Final answer:
The resultant electric potential at the center of a square with side √2 and point charges of 100 µC on each corner is 3596 V, which is not an option provided in the question.
Step-by-step explanation:
The student has asked about the electric potential at the center of a square with equal point charges on each of its corners. The charges are each 100 µC and are located at the corners of a square with sides of length √2. To find the resultant electric potential at the center of the square, we can use the formula for electric potential due to a point charge:
V = k * Q / r
Where V is the electric potential, k is Coulomb's constant (8.99 × 10^9 Nm^2/C^2), Q is the charge, and r is the distance from the charge to the point in question. Each of the charges will contribute equally to the total potential at the center, and because electric potential is a scalar quantity, we simply add up the potential contributions from each charge.
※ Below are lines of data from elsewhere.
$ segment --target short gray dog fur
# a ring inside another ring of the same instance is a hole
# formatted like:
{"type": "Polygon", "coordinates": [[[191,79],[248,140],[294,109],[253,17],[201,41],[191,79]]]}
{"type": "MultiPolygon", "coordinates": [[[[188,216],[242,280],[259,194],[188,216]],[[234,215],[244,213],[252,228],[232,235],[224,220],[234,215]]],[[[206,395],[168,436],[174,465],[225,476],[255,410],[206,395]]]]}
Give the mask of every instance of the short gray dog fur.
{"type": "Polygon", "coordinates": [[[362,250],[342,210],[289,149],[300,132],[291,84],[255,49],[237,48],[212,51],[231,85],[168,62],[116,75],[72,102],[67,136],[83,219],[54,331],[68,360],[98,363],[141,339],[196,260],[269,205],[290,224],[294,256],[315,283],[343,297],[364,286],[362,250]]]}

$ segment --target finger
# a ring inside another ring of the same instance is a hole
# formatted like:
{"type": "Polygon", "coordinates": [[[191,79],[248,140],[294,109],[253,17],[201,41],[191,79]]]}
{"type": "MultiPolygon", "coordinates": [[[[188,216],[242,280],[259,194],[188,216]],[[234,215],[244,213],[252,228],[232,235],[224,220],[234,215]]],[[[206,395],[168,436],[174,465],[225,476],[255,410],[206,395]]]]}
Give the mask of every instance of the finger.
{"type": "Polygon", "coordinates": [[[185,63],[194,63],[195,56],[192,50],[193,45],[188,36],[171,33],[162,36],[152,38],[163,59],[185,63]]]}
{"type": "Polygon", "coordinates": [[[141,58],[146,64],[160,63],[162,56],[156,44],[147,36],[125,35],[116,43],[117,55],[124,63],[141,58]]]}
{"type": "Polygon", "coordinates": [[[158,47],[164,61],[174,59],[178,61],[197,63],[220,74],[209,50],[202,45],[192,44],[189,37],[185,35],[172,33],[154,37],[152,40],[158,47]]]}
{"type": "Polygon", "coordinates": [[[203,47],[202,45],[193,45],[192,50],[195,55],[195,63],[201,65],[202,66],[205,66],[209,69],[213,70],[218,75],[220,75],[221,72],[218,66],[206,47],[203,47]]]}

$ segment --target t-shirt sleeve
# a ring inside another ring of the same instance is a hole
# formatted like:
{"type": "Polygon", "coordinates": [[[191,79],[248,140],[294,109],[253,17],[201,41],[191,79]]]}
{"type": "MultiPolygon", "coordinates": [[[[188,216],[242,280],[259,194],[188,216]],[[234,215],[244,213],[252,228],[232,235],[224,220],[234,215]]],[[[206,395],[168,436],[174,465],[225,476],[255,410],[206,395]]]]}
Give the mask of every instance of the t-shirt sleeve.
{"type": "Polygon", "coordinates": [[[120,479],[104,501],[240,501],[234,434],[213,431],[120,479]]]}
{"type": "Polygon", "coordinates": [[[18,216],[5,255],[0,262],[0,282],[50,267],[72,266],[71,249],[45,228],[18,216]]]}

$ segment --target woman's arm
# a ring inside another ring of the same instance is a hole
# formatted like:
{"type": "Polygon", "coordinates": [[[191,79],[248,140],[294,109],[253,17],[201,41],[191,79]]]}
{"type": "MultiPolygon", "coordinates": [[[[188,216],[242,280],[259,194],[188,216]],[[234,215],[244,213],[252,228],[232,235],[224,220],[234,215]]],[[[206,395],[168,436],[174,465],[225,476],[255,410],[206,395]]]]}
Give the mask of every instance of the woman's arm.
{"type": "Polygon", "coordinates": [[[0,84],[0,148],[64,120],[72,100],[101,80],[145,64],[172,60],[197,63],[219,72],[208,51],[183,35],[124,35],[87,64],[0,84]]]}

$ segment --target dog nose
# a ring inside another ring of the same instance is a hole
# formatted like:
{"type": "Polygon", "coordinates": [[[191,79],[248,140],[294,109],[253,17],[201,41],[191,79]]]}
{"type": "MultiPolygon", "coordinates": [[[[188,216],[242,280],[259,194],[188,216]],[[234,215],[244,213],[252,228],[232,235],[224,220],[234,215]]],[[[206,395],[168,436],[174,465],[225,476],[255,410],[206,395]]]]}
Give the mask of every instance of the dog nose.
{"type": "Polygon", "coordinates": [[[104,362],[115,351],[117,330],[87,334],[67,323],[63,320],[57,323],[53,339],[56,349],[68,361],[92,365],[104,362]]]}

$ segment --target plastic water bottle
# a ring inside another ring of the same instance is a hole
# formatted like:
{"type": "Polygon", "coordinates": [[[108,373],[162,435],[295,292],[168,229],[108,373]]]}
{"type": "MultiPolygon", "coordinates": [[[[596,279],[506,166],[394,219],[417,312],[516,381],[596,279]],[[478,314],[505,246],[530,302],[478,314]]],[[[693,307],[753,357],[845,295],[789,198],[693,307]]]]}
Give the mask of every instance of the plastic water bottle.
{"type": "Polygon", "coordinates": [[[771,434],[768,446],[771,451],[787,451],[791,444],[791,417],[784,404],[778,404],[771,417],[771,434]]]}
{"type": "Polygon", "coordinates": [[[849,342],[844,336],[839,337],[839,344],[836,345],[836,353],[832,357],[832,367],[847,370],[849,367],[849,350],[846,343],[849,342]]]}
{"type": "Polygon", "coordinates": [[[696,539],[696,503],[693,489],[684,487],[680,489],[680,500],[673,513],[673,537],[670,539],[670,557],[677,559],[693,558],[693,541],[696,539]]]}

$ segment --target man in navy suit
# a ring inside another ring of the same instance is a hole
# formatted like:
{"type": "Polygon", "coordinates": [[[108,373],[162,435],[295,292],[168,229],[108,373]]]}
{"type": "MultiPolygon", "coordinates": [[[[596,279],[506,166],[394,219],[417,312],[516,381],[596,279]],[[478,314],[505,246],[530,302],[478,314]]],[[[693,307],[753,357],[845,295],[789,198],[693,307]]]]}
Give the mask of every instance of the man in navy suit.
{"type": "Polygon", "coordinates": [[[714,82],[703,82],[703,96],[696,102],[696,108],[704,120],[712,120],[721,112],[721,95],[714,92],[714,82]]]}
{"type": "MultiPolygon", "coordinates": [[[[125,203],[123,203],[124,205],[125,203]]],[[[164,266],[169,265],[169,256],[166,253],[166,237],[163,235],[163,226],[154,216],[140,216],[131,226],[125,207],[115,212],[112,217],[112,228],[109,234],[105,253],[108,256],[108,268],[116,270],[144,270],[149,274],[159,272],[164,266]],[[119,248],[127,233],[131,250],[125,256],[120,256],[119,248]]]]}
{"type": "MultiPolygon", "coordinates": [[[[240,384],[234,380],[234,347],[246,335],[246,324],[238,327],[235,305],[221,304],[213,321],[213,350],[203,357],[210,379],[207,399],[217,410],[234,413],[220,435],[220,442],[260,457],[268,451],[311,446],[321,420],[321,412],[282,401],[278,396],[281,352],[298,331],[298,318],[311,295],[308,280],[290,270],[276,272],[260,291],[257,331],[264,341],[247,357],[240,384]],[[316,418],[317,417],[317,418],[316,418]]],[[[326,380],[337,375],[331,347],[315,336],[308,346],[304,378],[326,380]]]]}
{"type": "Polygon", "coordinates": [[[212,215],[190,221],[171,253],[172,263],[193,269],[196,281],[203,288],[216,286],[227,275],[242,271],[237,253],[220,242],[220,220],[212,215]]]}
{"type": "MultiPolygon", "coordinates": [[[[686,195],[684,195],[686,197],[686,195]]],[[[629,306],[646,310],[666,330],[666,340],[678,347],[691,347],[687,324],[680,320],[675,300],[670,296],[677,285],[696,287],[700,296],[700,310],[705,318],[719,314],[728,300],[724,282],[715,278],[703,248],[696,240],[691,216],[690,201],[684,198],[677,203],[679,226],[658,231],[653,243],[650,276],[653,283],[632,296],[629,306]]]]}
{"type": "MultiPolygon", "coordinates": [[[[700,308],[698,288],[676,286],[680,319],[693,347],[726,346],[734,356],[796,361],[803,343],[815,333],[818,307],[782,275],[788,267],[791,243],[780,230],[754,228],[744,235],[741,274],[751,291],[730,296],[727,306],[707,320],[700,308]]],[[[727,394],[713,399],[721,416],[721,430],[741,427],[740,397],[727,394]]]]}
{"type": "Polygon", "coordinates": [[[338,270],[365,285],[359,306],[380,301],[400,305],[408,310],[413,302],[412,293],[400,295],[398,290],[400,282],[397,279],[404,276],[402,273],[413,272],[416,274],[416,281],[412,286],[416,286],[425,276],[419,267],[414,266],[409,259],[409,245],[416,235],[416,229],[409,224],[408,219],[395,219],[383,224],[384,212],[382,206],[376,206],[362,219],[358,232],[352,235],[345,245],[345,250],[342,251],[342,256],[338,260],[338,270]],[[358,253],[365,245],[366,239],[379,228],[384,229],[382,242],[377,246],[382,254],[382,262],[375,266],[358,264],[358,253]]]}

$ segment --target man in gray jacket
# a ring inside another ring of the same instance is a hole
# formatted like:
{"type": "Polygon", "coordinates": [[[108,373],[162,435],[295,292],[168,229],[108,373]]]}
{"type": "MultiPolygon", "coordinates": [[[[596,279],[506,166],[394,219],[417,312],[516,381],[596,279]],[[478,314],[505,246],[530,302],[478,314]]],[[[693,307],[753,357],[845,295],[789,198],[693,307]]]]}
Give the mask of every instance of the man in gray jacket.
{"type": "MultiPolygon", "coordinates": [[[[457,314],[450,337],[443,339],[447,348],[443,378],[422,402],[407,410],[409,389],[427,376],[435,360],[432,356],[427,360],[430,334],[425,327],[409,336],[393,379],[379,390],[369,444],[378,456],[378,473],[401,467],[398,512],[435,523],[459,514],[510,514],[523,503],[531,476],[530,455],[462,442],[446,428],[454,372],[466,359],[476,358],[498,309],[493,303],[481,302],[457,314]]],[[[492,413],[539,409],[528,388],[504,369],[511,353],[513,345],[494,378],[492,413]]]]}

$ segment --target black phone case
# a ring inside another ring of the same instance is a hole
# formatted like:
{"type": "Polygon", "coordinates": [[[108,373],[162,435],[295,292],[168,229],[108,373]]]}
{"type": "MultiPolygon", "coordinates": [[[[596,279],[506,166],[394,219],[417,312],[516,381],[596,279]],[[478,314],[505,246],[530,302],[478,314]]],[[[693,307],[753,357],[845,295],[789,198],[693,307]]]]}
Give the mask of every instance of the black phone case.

The distance from the center of the square to any corner (r) is half the square's diagonal, which is √2 / √2 = √1 = 1 meter. Thus, the potential at the center due to one charge is:
V = (8.99 × 10^9 Nm^2/C^2) * (100 × 10^-6 C) / 1 m = 8.99 × 10^2 V
Since we have four charges, the total electric potential at the center is 4 times that amount, or V_total = 4 * 8.99 × 10^2 V = 3.596 × 10^3 V, which can be rounded to 3596 V. Thus, the given options do not contain the correct answer.